BL Research Bureau
Depositors who have been feeling the heat of the recent steep cuts in deposit rates can find themselves in a stickier spot. In a bid to cushion its margins from the blow of adopting an external benchmark — repo rate — to price its floating-rate MSME, housing and retail loans, SBI has trimmed the interest rate on its savings deposits (of up to ₹1 lakh) to 3.25 per cent from 3.5 per cent, effective November 1, 2019.

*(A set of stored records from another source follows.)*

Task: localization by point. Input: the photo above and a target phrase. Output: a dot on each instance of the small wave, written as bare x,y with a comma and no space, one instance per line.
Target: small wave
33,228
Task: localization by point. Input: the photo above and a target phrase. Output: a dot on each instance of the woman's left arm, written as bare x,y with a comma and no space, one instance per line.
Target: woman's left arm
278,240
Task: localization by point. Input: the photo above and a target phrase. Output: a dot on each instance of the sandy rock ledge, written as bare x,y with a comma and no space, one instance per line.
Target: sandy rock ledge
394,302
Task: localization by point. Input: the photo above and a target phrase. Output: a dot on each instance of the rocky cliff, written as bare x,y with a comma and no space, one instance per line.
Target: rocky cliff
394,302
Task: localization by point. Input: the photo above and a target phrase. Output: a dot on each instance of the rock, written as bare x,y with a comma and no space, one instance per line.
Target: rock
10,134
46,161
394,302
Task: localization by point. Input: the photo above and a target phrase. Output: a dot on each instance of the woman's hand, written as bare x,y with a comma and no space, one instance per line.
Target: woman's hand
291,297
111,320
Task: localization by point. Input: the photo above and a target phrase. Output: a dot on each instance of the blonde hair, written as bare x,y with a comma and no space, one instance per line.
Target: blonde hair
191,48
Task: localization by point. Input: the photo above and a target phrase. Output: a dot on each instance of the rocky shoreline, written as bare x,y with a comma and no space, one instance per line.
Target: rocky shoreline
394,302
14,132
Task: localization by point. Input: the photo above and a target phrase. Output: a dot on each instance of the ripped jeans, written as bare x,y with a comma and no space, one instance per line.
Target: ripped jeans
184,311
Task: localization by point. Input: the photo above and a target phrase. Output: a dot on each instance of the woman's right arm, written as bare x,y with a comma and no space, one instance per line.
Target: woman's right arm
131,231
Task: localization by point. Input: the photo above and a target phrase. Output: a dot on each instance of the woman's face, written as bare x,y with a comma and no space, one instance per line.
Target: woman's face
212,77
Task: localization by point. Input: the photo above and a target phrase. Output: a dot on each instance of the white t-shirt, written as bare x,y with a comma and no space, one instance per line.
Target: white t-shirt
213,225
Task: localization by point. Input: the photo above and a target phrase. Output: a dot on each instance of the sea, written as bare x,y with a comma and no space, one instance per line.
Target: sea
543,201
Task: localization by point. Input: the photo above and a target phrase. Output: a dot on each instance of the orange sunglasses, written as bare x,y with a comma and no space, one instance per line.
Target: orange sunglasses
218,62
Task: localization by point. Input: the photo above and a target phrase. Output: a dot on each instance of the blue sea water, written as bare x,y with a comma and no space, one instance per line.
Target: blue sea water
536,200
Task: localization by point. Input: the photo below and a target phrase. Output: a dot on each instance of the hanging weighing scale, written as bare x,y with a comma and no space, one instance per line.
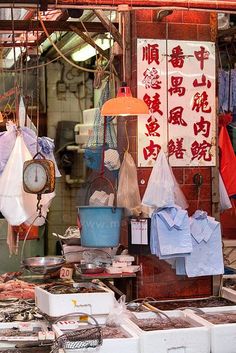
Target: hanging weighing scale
39,175
39,178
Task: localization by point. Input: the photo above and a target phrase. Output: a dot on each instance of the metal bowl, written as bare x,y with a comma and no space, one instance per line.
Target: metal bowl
89,268
43,265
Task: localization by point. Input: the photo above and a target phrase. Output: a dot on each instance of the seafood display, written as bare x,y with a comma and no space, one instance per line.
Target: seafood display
220,318
109,332
183,304
15,288
16,332
18,310
230,283
113,332
72,288
152,324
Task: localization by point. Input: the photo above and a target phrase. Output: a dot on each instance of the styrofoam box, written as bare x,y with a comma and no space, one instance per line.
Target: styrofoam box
10,342
222,336
61,304
110,345
183,340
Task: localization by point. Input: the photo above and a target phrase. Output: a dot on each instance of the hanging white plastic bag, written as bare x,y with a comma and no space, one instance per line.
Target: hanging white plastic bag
128,191
225,202
16,205
160,188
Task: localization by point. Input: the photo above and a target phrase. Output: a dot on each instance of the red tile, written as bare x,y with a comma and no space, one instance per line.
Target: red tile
202,205
190,191
143,176
132,126
176,16
204,32
190,172
196,17
144,15
179,174
182,32
151,30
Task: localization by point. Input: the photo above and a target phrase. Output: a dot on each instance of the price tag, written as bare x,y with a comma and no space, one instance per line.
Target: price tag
66,273
139,232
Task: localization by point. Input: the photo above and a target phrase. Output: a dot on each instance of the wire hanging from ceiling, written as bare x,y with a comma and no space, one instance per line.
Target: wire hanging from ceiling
59,51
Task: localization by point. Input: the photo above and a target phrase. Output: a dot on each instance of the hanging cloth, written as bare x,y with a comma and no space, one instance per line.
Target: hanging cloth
170,233
206,258
227,156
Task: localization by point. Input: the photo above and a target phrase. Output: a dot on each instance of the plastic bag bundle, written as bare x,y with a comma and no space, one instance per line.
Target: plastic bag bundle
97,141
128,191
162,189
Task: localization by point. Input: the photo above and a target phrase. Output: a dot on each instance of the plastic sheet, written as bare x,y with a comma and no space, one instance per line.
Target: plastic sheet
128,191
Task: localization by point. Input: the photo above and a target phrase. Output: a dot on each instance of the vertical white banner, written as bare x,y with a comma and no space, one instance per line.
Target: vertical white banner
191,103
179,88
152,78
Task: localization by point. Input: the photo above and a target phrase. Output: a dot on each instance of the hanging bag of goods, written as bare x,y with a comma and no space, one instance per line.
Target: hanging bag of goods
128,191
103,136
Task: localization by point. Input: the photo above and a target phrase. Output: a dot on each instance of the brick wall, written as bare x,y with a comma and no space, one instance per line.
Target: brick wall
157,279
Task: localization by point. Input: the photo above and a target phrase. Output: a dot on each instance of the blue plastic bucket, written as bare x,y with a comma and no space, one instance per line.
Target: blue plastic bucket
100,226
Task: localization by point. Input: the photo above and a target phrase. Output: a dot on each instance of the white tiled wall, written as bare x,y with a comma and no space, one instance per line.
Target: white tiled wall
63,211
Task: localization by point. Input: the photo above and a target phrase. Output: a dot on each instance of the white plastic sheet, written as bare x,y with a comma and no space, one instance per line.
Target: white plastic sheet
128,191
16,205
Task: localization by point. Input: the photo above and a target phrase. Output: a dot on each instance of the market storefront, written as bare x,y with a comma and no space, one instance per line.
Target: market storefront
118,182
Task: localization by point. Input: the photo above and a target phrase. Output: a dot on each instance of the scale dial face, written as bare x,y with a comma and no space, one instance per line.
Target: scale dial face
38,176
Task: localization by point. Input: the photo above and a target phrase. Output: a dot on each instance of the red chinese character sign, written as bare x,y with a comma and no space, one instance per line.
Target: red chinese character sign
179,88
152,131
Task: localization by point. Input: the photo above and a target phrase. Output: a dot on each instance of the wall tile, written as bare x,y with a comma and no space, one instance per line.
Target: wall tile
151,30
196,17
190,172
182,32
204,33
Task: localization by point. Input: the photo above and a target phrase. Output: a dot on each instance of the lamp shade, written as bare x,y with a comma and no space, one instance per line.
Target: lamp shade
124,104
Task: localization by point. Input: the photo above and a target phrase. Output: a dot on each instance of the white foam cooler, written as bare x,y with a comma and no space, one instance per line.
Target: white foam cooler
222,336
129,344
182,340
94,303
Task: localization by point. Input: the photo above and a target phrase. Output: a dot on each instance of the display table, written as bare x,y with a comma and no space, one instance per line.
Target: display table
120,283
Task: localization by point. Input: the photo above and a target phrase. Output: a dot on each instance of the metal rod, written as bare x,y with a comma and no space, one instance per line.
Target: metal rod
220,6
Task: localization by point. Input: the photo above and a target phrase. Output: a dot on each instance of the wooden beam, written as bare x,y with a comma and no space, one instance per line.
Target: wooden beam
109,26
208,5
64,26
89,40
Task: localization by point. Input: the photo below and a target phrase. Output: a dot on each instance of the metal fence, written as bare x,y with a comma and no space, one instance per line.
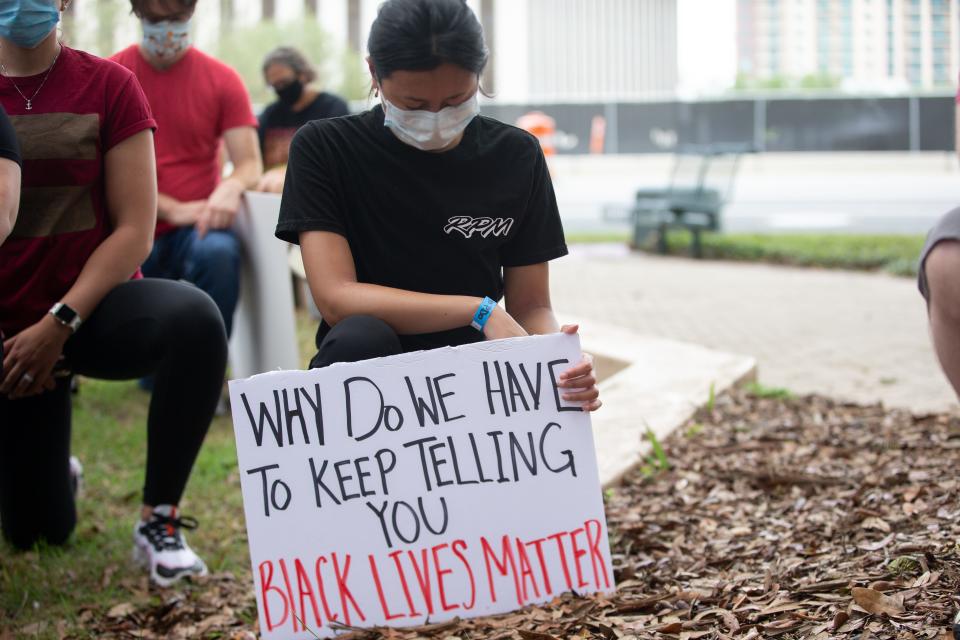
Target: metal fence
917,123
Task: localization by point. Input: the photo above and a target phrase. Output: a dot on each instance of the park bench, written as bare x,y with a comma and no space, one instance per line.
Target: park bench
701,183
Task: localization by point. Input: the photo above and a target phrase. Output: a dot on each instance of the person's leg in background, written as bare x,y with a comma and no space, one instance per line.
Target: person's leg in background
36,493
357,338
174,331
213,264
942,270
940,284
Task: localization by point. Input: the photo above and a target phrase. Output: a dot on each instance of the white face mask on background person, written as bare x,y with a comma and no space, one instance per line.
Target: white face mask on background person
166,39
426,130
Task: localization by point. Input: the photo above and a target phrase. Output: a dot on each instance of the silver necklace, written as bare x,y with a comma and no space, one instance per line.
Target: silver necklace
29,100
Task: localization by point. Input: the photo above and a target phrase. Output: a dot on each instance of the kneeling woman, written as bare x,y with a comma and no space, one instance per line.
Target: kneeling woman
72,301
411,214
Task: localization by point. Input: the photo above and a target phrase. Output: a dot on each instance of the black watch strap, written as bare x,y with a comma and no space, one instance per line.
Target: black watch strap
66,315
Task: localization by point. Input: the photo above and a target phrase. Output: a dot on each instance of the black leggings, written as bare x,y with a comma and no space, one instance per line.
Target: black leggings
357,338
161,327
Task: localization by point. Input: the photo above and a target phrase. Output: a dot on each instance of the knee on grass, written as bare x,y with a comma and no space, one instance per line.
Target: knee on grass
941,268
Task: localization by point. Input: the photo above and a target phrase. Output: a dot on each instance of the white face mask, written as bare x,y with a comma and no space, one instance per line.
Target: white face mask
426,130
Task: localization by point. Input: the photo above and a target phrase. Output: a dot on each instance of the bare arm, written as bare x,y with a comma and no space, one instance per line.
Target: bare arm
333,281
527,294
9,196
131,189
131,194
243,147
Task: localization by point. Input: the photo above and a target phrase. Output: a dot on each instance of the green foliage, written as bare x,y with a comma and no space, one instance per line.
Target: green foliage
657,461
758,390
897,254
903,565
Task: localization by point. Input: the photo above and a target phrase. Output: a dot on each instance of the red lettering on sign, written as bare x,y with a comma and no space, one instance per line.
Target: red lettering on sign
345,590
266,586
596,557
505,565
473,586
383,600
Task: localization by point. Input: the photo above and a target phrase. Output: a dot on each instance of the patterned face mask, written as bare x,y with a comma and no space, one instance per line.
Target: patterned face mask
165,39
426,130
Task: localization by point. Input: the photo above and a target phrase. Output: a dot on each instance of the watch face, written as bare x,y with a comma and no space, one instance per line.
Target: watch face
65,314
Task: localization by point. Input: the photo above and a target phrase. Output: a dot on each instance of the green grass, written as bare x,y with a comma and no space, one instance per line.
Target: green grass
896,254
94,571
758,390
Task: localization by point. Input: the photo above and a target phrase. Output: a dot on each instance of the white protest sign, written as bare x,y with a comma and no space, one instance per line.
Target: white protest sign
424,486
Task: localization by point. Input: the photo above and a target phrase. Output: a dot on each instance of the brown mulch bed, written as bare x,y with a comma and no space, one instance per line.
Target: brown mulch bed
797,518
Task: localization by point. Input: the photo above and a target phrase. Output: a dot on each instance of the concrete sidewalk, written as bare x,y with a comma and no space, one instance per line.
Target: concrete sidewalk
856,336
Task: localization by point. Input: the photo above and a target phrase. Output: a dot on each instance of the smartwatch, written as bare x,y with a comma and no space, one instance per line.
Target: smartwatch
66,316
484,311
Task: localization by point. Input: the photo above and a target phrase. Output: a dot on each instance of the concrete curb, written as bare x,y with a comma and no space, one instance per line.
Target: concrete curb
660,384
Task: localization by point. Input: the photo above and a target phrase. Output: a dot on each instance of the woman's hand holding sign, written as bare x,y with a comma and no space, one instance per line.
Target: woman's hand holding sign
580,380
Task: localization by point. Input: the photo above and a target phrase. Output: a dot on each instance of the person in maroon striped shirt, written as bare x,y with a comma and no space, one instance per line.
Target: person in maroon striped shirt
71,297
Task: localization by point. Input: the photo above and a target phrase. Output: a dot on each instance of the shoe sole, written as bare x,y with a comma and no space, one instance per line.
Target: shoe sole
141,557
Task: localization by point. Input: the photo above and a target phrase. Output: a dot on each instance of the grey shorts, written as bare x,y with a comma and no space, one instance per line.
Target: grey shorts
947,228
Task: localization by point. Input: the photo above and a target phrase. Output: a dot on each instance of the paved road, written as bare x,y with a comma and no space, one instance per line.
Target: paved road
850,335
867,193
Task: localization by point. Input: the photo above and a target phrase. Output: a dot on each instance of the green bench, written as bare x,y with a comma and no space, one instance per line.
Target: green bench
701,182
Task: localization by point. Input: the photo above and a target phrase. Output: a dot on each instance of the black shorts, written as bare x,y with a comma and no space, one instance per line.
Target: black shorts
947,228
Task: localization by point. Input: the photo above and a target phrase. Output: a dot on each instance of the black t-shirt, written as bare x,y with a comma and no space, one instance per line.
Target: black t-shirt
443,223
278,124
9,148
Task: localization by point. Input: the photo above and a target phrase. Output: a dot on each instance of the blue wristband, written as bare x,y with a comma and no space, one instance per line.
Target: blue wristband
484,311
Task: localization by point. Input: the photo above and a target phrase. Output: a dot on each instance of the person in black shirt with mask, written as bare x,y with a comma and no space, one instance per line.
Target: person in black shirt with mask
415,217
290,74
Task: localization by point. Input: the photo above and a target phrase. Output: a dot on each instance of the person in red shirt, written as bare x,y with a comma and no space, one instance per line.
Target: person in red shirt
72,300
200,104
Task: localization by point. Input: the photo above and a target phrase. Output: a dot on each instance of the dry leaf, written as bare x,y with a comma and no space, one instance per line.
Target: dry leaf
121,610
873,601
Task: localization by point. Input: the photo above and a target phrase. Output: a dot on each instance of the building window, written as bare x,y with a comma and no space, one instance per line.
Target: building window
353,26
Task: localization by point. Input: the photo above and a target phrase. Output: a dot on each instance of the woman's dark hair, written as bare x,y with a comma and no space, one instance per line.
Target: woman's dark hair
290,57
420,35
184,5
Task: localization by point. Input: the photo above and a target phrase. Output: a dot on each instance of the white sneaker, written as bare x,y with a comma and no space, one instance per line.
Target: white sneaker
159,545
76,477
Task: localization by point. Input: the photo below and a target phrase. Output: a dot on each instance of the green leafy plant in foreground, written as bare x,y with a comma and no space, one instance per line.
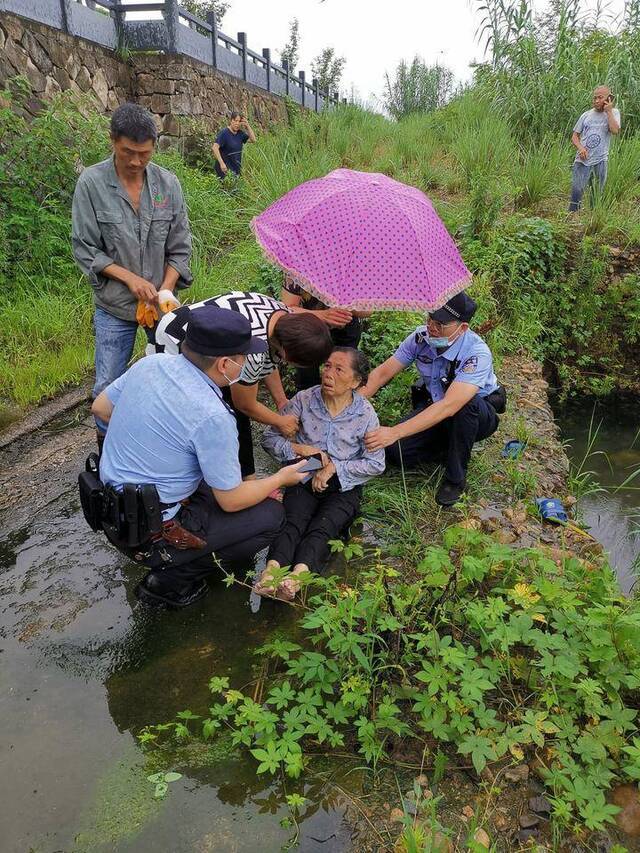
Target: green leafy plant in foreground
491,652
162,782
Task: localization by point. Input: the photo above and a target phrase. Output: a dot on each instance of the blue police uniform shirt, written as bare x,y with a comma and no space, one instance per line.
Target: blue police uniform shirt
169,427
231,149
470,356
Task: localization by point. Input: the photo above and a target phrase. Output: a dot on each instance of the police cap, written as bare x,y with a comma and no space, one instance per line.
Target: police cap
219,331
461,307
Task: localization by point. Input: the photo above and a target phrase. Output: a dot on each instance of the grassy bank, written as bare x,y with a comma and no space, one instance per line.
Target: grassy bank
451,644
544,279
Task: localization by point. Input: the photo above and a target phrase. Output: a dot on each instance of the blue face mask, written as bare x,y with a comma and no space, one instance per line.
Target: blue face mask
438,343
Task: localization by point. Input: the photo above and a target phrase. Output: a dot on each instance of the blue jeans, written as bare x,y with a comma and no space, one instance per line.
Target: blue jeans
114,346
584,176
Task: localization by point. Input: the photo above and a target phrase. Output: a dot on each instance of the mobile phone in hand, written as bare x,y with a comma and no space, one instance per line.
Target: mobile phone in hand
313,463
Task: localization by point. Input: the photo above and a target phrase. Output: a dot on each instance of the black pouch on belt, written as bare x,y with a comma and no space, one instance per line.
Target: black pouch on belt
151,511
130,507
420,396
498,399
91,493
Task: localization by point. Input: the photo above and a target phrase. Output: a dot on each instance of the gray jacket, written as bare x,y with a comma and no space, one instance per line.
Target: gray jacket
106,230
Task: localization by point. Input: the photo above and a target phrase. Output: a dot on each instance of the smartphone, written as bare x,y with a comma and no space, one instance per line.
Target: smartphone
313,464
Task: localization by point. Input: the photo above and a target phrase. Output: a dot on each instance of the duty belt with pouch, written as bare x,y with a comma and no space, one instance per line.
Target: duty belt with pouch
420,395
131,518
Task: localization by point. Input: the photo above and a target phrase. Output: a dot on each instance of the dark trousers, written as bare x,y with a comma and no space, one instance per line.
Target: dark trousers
452,438
311,521
233,537
245,439
349,336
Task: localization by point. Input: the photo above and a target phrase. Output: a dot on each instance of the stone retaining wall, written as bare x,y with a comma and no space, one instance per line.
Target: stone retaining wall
170,87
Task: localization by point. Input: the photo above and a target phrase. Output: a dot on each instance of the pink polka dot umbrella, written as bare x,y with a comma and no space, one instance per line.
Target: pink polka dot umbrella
363,241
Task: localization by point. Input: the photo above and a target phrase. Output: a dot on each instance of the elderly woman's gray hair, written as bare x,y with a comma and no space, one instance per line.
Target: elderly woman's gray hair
359,362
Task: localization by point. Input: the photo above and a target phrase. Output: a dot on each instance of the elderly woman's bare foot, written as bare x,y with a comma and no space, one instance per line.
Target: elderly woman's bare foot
266,585
290,586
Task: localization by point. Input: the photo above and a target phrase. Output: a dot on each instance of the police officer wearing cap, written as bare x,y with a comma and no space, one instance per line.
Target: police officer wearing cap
170,429
456,404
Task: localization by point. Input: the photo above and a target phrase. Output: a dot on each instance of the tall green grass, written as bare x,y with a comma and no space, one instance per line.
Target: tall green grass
469,156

With the country’s leading bank making the first move on savings deposit rate, others are likely to follow suit, which will pinch depositors more in the near term.
Why the move
Banks that have been reducing lending rates this year have been facing pressure on their spreads (yield on advances, less cost of funds). While the weighted average lending rate on fresh loans has fallen by 29 basis points, weighted average deposit rates have fallen by a lower 4 basis points. Some banks have cut deposit rates steeply in certain buckets to safeguard their spreads or margins. But, overall, most banks have been facing margin pressure.
The pressure will only get accentuated in the coming months, with the RBI’s mandate to banks to link their new floating-rate personal, retail and MSMEs loans to an external benchmark, effective October 1. Since loans get re-priced faster than deposits, banks’ margins would come under further pressure.